しかし、現在のスポーツ界では、軍隊的な厳しい鍛錬を通して、理不尽な命令にも従う従順性を選手に刷り込んでしまっているように思う。高校野球も、今夏、金足農業高校の「投手の玉砕」が問題となり、橋下徹氏などが、その軍事教練的運営を批判している。
健全な肉体の完成度の評価は、現状では試合で勝つことだろう。組織が大きくなり、また国家の威厳や、大学の広報にスポーツが活用されている今日、ともすれば、勝ちさえすればいいという安易な発想が支配的となる。結果としてスポーツマンシップにもとる不正を行ったり、勝者であるなら、後輩への威圧や私生活での振る舞いを問わないような風潮に結びつく。
また、相撲界の閉鎖的組織に代表されるように、過去の勝負の勝者で組織を固める日本のやり方が多くの問題をはらんでいる。
過去の実績が権威の源となり、権威者を頂点とする閉鎖的組織が形成され、組織の理論が世間の常識から離れたことに気づかず、結局、精神の健全性はどこかへ追いやられてしまう。審査にあたり金銭を授受した剣道連盟の審査員たちは最高位の八段範士だそうだが、それが武士道精神に反しているとは思わなかったのだろうか。
そもそもスポーツとは何かを考える必要がある
違法カジノ店での賭博の不祥事で活動を制限されたバトミントンの桃田賢斗選手が8月の世界選手権(中国・南京)で日本男子初となる金メダルを取り復活した。デイリースポーツ(7月25日付)のインタビューによれば、謹慎中に、所属するNTT東日本の人事総務課で事務作業に携わり、心を入れ替えたという。入社以来、遠征に行っていて、会社がどんな仕事をしているか知らず、謹慎を経て会社や周囲への感謝の気持ちが強くなったと語った。
桃田選手は、今回のアジア大会で出場したシングルスでは惜しくも3回戦で敗れたが、東京オリンピックでの活躍が期待されている。

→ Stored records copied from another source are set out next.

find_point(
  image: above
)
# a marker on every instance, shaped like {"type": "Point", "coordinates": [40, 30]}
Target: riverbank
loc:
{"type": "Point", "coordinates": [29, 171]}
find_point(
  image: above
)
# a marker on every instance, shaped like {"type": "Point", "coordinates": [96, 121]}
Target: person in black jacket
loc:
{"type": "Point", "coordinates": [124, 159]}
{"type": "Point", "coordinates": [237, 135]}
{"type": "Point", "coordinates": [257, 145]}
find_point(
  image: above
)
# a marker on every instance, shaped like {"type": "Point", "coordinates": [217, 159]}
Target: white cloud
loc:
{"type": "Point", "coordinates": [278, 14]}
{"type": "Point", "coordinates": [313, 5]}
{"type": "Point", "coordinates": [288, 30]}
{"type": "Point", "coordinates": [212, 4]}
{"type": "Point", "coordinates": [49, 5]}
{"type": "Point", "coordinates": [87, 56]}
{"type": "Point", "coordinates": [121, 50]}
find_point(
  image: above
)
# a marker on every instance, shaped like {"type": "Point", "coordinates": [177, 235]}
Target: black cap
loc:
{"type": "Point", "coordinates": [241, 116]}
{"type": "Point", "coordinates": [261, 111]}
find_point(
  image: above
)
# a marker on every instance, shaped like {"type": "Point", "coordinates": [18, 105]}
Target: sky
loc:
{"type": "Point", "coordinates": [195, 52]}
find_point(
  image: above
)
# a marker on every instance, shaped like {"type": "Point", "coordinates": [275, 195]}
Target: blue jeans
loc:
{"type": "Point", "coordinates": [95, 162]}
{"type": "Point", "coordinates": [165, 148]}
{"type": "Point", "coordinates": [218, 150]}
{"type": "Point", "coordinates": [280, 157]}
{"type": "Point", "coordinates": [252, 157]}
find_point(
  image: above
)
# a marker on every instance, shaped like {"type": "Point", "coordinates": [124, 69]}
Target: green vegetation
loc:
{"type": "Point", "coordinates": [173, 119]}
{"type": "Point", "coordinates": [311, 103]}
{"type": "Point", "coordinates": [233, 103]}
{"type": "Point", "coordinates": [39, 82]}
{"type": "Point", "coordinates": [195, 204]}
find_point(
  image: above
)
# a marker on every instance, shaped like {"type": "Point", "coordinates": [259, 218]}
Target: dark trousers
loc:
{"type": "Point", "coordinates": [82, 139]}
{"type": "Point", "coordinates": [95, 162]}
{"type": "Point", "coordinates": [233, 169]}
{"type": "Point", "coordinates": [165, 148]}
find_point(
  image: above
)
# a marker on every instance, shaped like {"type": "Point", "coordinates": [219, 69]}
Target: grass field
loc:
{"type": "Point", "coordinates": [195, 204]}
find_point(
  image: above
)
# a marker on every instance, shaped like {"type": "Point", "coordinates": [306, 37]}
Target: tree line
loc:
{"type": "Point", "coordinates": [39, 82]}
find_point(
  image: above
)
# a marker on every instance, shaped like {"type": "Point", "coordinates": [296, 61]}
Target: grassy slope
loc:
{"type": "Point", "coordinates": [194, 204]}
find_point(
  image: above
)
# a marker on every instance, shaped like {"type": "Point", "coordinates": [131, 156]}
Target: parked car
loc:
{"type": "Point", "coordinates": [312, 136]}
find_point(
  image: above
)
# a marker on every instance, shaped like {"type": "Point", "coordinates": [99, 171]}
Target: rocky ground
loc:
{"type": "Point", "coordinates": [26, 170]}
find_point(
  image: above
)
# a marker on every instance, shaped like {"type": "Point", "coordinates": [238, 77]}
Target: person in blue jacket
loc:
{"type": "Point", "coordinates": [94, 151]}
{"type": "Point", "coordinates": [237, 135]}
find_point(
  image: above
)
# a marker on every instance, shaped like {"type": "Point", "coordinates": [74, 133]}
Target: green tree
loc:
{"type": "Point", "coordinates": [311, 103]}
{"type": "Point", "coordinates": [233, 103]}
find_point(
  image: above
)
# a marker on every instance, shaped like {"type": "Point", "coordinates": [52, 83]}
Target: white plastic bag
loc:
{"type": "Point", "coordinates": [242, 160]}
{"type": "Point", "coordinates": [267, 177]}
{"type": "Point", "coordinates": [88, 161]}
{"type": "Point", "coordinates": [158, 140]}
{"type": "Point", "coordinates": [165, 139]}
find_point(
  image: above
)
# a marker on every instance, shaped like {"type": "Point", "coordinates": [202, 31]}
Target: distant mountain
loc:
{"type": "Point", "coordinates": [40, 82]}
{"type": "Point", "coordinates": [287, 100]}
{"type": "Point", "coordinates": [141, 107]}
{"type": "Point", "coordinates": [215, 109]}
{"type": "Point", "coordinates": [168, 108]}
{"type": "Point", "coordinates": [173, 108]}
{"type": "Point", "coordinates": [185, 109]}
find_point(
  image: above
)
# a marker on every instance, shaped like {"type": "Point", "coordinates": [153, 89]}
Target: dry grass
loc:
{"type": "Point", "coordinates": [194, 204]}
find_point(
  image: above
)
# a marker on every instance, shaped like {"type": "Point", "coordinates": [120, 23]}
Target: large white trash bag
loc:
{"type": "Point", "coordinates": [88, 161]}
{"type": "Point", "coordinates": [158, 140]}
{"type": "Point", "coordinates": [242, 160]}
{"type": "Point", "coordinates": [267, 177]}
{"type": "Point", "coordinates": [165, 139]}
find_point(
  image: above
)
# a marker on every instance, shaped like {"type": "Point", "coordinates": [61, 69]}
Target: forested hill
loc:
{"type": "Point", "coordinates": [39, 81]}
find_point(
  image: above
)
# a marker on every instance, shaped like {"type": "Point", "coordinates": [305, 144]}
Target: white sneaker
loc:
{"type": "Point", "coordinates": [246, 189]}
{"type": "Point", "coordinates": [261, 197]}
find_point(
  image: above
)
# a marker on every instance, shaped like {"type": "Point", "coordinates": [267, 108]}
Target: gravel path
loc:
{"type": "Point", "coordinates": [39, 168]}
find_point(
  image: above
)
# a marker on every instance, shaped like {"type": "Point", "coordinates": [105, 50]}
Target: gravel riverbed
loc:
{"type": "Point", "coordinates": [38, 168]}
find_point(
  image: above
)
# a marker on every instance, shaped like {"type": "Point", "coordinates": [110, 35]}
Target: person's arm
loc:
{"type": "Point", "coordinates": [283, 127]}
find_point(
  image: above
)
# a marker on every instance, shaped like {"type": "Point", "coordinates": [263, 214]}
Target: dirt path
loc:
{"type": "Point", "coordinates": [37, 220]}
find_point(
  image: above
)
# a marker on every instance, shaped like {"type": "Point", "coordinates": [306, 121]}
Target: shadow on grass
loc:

スポーツは力で勝つものだ。しかし、そこには公正なルールが必要だし、そもそもスポーツが成り立つのはそれを支える多くの人々がいるからだ。そうしたことを学ぶのがスポーツのはずなのだが、そうはなっていない現状は嘆かわしい。
そもそもスポーツとは何なのか。2020年の東京オリンピック・パラリンピックを前にもう一度考える必要がある。